Savarkar’s Proposed Guidelines for the
National Constitution of Hindustan

(A) Hindustan from the Indus to the Seas will and must remain as an organic nation and integral centralized state.

(B) The residuary powers shall be vested in the Central Government.

(C) All citizens shall have equal rights and obligations irrespective of caste or creed, race or religion—provided they avow and owe an exclusive and devoted allegiance to the Hindustani State.

(D) The fundamental rights of conscience, of worship, of association etc. will be enjoyed by all citizens alike; whatever restrictions will be imposed on them in the interest of the public peace and order or national emergency will not be based on any religious or racial considerations alone but on common national ground.

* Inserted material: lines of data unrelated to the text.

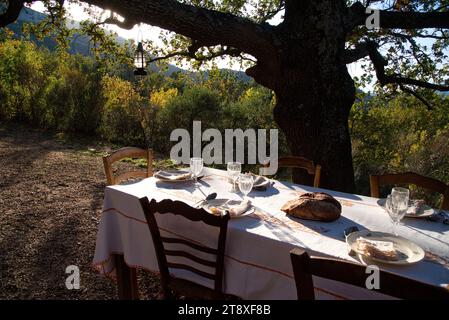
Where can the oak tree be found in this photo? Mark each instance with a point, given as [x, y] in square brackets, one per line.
[304, 58]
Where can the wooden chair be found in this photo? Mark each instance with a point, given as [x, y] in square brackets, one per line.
[127, 152]
[301, 163]
[305, 266]
[410, 178]
[177, 285]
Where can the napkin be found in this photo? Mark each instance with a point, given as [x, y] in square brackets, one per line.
[234, 210]
[172, 175]
[259, 182]
[377, 249]
[416, 206]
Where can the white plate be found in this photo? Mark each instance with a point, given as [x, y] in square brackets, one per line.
[170, 175]
[425, 211]
[227, 204]
[260, 182]
[408, 251]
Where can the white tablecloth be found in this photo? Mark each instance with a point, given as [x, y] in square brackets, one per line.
[257, 262]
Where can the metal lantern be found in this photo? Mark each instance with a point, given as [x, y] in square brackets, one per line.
[140, 61]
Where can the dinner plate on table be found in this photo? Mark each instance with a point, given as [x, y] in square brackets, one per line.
[226, 204]
[173, 175]
[407, 251]
[260, 182]
[424, 212]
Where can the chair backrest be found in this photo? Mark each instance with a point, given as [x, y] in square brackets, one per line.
[301, 163]
[410, 178]
[390, 284]
[193, 214]
[127, 152]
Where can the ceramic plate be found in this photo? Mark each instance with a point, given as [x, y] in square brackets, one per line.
[225, 204]
[172, 175]
[408, 252]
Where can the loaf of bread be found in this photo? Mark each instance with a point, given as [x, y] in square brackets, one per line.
[314, 206]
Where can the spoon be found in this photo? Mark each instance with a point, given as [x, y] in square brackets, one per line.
[211, 196]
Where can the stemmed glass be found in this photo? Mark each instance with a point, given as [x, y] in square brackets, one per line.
[246, 182]
[397, 204]
[196, 165]
[234, 169]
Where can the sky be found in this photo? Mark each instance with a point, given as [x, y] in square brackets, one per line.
[76, 12]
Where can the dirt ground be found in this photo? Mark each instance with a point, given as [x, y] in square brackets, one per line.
[51, 196]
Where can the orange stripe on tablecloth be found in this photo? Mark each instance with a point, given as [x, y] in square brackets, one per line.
[123, 214]
[110, 275]
[186, 238]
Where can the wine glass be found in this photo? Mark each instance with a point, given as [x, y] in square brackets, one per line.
[234, 169]
[246, 182]
[196, 165]
[397, 204]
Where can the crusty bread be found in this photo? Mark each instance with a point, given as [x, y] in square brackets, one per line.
[314, 206]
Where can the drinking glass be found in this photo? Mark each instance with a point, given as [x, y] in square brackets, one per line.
[234, 169]
[196, 165]
[246, 184]
[397, 204]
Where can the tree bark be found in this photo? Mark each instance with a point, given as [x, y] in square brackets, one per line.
[315, 92]
[302, 60]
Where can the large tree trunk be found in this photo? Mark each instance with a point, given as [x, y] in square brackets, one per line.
[315, 92]
[316, 127]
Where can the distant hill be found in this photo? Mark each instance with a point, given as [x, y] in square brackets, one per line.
[80, 43]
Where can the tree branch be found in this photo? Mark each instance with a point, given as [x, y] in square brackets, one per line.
[417, 96]
[188, 54]
[400, 20]
[379, 64]
[12, 12]
[206, 26]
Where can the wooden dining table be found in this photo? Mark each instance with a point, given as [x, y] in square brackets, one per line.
[257, 261]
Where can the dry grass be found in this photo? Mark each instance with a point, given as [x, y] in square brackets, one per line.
[51, 197]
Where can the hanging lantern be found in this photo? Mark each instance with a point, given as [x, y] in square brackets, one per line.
[140, 61]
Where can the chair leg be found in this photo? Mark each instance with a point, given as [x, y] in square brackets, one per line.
[126, 279]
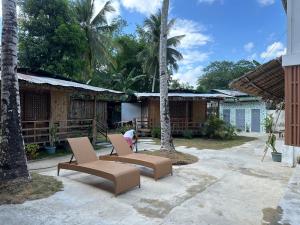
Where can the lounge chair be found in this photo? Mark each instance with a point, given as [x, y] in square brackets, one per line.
[123, 176]
[161, 166]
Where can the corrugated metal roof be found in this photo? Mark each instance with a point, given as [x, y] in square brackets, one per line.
[62, 83]
[231, 92]
[183, 95]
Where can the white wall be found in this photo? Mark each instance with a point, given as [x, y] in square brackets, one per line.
[293, 46]
[130, 111]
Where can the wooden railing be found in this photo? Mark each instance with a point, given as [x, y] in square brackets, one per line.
[39, 131]
[178, 125]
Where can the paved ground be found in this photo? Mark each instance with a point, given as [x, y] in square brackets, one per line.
[226, 187]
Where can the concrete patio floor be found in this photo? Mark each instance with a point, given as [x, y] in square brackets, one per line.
[226, 187]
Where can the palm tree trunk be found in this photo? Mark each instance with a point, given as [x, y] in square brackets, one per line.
[166, 139]
[154, 79]
[13, 164]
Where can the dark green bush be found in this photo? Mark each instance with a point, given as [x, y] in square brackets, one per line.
[156, 132]
[31, 151]
[216, 128]
[188, 134]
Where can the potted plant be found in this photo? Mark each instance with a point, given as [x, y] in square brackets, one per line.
[53, 139]
[271, 142]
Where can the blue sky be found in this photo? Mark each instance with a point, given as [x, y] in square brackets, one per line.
[214, 29]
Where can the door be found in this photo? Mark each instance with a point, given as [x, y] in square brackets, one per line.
[240, 119]
[255, 120]
[226, 115]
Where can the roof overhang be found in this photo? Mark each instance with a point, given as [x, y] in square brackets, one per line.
[63, 84]
[266, 81]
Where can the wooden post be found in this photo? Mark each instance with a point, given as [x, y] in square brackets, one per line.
[94, 126]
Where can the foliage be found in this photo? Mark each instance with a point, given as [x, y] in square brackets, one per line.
[97, 33]
[50, 38]
[156, 132]
[188, 134]
[31, 151]
[219, 74]
[216, 128]
[269, 128]
[269, 124]
[124, 128]
[176, 85]
[150, 33]
[53, 135]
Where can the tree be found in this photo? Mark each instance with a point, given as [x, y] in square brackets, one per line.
[96, 31]
[51, 37]
[150, 54]
[13, 165]
[219, 74]
[166, 139]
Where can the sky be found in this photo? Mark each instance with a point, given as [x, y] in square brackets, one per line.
[214, 29]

(E) “One man, one vote” will be the general rule irrespective of creed, caste, race, or religion.

(F) Representation in the Legislature etc. shall be in proportion to the population of the majority and minorities.

(G) Services shall go by merit alone.

(H) All minorities shall be given effective safeguards to protect their language, religion, culture etc. but none of them shall be allowed to create “a state within a state” or to encroach upon the legitimate rights of the majority.

(I) All minorities may have separate schools to train their children in their own tongue, religion, or culture, and can receive government help also for these, but always in proportion to the taxes they pay into the common exchequer.

(J) In case the constitution is not based on joint electorates and on the unalloyed national principle of one man one vote but is based on the communal basis, then those minorities who wish to have separate electorates or reserve seats will be allowed to have them, but always in proportion to their population and provided that it does not deprive the majority also of an equal right in proportion to its population too.

Mr. J. D. Joglekar has given an interesting “Vignette” in his Veer Savarkar: Father of Hindu Nationalism:

“I started reading books on nationalism in 1942. In the next four years I read considerable literature on that subject. I also read Savarkar’s Hindutva a few times. Therein he has written, “It may be that at some future time the word ‘Hindu’ may come to indicate a citizen of Hindustan and nothing else.’ This clearly shows that Savarkar was ready to include Muslims and Christians in the family of the Hindus. In his concept of nationalism, loyalty to land and secularism had primacy.

In 1946, Savarkar was staying in a hotel in Poona for some much needed rest and change. I met him there. While discussing the above point I said to  him, ‘I do not understand why Hindu Sanghatanists are dubbed communalists?’

          ‘I write for people. I cannot read for them. If my reading would have helped them to understand what I say, I would have done that,’ he said.”